Un vent de changement, ou des vents de changement? 

Ces articles sont des créations des participantes et participants au Profil Communication – Démocratie et médias. Ils ont toute la liberté d’écrire sur les sujets de leur choix. Le contenu n’est pas endossé par l’INM.

Maud Pidou

L’École d’été de l’Institut du Nouveau Monde se définit comme trois jours de réflexions, d’échanges et d’idées pour encourager l’action collective. Ou plutôt les actions collectives. Car chacun des participants est là avec une cause principale qui lui tient à cœur.  Que ce soit la cause environnementale, autochtone, féministe, LGBTQI+, le combat contre le racisme, l’inclusion des personnes handicapées, la démocratie, chacun est là pour changer les choses et améliorer notre capacité à mieux se comprendre les uns les autres. Dans l’idéal, chaque cause se rejoint, chaque action converge dans un rassemblement des luttes pour le changement profond de nos sociétés, en adressant nos biais et nos angles morts. Mais est-ce vraiment toujours le cas, ou sommes-nous chacun dans notre pré carré sans jamais se soucier du combat du voisin? 

À titre d’exemple, le combat pour l’égalité des genres et les droits des femmes versus la lutte pour la transition écologique sont deux causes qui ne se rencontrent pas toujours. L’importance du rôle et des connaissances des femmes, et particulièrement des femmes autochtones, dans la lutte aux changements climatiques est bien souvent minimisé. Comme le souligne le plaidoyer de l’Association Québécoise des organismes de coopération internationale (AQOCI), Pour une justice climatique féministe, « Les connaissances environnementales des femmes autochtones en particulier ont été sous-évaluées et pourraient apporter une contribution importante à la recherche et l’élaboration de politiques sur les changements climatiques. ». 

Heureusement les différents acteurs commencent  à prendre conscience de l’interdépendance des enjeux.
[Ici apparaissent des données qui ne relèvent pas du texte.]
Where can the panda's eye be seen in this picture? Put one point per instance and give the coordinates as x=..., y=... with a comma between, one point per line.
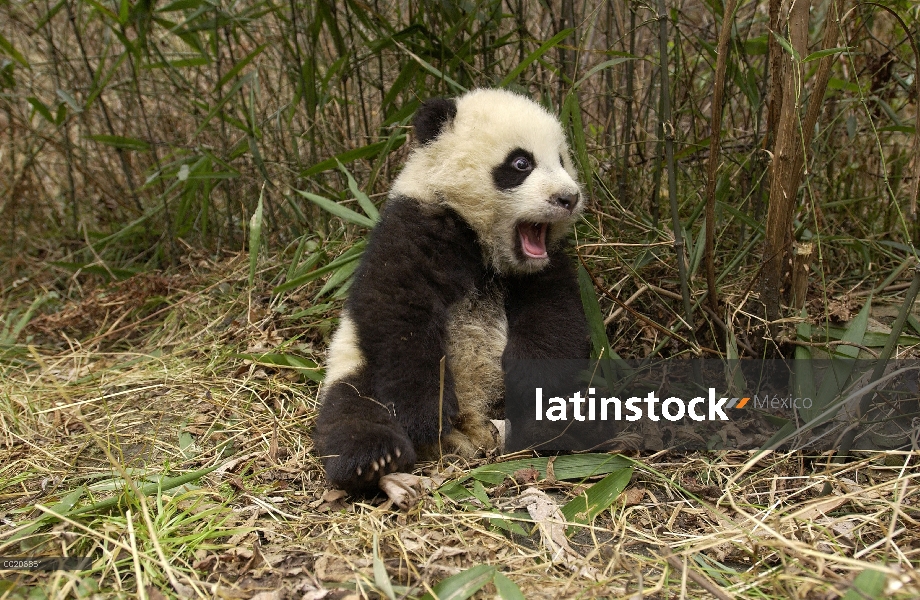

Lors du dîner engagé, le responsable de la campagne Climat Énergie de Greenpeace Canada, Patrick Bonin, m’a fait part que de plus en plus de partenaires sont assis autour de la table pour discuter des enjeux climatiques sous différents angles, pour réfléchir aux impacts et à l’inclusivité de leur campagne notamment en intégrant des tables de femmes autochtones. Parallèlement, le communiqué de 2018 du W7, qui regroupe plus de 60 féministes au Canada, des pays du G7 et de partout dans le monde, a un paragraphe intitulé « Travailler ensemble au sujet du changement climatique » qui énonce les mesures transversales à prendre pour répondre à la fois aux enjeux climatiques mais aussi aux enjeux d’inégalité de genre. 

Pour inventer un monde de demain plus vert et plus juste, il est essentiel que nos luttes convergent pour se nourrir les unes des autres.  Aborder les questions climatiques sous un angle social complexe, avec une analyse des relations de pouvoir basés notamment sur le genre,  permet de s’attaquer à notre modèle et aux causes de la crise climatique en profondeur tout en faisant des progrès en terme de justice sociale.